Sesungguhnya perbedaan antara yang khusus dan umum, bagaimanapun juga akan selalu bersifat relatif. Sebuah istilah atau kata mungkin dianggap khusus bila dipertentangkan dengan istilah yang lain, tetapi akan dianggap umum bila harus dibandingkan dengan kata yang lain. Semakin umum sebuah kata, semakin sulit bagi pembaca untuk mengetahui apa yang dikatakan oleh penulis. (Gorys Keraf, 2009 Hal. 92)

b. Kata-kata Abstrak
Kesulitan yang sama kita hadapi lagi pada waktu mendengar atau membaca kata-kata yang abstrak dan kata yang menyatakan generalisasi.
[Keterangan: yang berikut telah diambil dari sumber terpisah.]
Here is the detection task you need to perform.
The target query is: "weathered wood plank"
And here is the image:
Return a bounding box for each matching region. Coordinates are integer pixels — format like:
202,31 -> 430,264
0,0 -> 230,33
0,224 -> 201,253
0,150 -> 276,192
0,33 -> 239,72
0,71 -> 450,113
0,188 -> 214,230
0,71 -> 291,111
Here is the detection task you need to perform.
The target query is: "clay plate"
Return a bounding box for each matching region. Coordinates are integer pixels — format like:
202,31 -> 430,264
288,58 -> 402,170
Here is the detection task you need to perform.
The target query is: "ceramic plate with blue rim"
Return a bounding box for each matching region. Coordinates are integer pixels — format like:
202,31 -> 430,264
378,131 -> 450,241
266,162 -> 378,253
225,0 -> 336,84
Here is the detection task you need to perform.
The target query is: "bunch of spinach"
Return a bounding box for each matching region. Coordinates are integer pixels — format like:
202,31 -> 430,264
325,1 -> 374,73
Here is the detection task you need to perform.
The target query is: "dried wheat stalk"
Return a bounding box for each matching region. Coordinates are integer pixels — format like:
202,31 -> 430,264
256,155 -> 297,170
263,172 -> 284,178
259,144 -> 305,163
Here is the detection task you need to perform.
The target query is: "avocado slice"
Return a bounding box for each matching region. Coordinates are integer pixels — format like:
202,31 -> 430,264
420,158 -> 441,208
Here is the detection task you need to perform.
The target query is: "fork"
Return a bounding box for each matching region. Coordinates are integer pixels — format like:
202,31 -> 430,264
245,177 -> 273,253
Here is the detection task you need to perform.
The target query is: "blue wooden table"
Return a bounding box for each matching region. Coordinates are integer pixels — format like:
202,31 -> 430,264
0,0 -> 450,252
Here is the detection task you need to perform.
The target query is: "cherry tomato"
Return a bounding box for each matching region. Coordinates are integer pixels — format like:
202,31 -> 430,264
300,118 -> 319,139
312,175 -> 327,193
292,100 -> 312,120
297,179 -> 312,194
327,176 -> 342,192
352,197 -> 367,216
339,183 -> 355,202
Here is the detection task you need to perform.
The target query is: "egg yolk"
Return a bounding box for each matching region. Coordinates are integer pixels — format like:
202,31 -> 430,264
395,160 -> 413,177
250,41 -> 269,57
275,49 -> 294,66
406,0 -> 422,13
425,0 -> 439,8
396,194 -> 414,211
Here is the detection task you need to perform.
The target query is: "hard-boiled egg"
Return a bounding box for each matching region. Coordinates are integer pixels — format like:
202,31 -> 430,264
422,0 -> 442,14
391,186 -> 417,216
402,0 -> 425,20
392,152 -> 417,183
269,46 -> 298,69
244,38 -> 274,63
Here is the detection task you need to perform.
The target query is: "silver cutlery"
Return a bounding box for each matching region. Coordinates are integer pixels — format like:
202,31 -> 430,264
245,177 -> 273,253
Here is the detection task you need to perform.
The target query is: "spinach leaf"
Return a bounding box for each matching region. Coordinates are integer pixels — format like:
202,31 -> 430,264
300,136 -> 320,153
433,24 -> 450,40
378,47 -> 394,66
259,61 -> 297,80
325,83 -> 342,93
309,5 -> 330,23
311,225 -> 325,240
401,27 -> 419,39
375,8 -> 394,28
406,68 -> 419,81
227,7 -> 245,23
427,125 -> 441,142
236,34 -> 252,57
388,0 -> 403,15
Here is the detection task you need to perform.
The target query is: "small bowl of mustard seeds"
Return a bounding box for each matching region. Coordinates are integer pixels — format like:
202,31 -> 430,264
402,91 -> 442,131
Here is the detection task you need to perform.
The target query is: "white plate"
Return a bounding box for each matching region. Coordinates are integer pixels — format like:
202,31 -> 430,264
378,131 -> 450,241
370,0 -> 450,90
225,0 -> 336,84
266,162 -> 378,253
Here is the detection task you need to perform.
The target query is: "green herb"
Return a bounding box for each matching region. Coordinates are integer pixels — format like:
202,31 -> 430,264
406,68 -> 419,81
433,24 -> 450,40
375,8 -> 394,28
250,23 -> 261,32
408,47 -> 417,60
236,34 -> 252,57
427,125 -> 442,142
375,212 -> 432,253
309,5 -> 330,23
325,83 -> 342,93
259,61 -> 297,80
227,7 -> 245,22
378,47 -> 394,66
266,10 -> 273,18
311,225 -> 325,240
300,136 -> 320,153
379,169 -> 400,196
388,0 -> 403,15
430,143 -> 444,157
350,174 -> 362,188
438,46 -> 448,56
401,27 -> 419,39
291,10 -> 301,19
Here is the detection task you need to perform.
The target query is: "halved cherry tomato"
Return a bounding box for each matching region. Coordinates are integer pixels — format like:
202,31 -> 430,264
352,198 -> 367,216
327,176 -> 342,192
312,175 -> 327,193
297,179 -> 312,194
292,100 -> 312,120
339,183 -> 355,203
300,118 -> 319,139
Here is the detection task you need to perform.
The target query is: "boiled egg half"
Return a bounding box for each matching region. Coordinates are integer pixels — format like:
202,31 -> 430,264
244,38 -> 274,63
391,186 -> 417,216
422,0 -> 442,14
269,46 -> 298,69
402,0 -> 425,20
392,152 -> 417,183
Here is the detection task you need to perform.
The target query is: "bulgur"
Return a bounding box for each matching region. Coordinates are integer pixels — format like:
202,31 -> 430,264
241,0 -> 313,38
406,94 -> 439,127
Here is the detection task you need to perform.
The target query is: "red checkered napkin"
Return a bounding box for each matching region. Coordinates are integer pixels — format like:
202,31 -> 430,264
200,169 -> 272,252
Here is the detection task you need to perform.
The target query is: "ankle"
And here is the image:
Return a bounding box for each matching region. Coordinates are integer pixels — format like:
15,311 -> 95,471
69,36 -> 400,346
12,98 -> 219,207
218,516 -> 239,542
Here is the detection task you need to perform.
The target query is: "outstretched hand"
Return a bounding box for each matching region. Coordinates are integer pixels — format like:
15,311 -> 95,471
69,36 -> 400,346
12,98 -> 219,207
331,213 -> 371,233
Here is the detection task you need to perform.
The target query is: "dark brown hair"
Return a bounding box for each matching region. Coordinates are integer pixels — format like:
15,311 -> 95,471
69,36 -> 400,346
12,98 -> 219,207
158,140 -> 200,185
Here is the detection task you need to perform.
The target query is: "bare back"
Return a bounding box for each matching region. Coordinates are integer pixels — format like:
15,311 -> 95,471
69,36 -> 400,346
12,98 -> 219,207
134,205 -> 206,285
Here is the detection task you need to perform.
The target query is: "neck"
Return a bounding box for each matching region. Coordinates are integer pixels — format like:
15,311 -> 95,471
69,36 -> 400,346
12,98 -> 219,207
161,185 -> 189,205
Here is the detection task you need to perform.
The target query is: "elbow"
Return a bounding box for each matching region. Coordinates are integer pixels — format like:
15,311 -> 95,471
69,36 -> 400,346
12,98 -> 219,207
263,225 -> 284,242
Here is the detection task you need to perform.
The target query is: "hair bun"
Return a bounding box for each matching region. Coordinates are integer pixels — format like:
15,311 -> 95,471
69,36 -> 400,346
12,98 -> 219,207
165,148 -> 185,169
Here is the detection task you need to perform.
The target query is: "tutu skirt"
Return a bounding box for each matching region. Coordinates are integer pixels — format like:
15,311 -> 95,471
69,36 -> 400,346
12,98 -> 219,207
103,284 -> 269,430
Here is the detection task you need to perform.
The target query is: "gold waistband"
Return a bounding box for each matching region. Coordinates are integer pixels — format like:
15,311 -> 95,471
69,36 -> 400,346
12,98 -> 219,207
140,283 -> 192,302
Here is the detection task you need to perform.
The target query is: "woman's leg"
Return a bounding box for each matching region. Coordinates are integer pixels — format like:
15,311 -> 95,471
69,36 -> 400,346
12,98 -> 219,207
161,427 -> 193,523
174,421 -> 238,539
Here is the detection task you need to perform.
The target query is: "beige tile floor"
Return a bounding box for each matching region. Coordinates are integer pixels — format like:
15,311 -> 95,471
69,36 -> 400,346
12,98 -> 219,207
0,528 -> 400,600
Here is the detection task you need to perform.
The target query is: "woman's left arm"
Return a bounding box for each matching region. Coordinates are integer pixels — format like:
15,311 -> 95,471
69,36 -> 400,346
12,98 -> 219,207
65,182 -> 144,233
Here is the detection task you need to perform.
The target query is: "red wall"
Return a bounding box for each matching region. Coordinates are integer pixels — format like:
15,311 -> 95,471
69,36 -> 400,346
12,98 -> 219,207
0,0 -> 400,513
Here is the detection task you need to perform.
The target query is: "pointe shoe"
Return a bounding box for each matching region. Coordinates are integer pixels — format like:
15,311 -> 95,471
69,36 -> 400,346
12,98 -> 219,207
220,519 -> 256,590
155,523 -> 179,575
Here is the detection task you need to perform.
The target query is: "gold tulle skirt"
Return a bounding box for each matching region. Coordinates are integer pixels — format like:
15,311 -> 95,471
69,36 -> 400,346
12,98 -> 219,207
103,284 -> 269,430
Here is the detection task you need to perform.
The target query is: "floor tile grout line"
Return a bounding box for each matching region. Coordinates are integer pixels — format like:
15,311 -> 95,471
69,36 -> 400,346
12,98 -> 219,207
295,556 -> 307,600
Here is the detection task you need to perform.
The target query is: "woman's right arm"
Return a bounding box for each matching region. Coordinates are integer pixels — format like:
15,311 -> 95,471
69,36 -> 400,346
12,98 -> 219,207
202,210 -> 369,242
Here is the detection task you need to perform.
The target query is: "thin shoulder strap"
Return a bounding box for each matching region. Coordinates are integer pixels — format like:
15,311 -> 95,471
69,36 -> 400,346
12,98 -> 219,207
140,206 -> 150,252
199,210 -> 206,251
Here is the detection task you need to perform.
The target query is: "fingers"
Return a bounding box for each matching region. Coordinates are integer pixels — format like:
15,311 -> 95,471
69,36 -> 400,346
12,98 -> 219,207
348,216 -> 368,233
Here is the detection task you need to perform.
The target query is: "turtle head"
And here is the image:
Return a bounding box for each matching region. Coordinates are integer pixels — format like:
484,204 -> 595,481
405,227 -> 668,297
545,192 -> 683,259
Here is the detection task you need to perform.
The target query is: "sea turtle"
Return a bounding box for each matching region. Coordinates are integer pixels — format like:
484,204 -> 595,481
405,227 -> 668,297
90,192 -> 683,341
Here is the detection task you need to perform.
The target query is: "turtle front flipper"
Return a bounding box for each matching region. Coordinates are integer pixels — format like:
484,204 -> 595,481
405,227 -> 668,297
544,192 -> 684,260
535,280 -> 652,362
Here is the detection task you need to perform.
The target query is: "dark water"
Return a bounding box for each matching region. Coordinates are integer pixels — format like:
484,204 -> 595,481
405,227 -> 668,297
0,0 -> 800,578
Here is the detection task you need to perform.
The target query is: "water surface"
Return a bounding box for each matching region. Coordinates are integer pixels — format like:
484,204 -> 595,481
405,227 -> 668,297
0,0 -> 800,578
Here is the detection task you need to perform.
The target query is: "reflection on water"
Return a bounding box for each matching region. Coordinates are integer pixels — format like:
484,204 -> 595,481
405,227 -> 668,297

Banyak kosakata terbentuk sebagai akibat dari konsep yang tumbuh dalam pikiran kita, bukan mengacu kepada hal yang kongkret. Seperti pada kata-kata seperti; kepahlawanan, kebajikan, kebahagiaan, keadilan, dan sebagainya, akan menimbulkan gagasan yang berlainan pada setiap orang, sesuai dengan pengalaman dan pengertiannya mengenai kata-kata itu. (Gorys Keraf, 2009 Hal. 93)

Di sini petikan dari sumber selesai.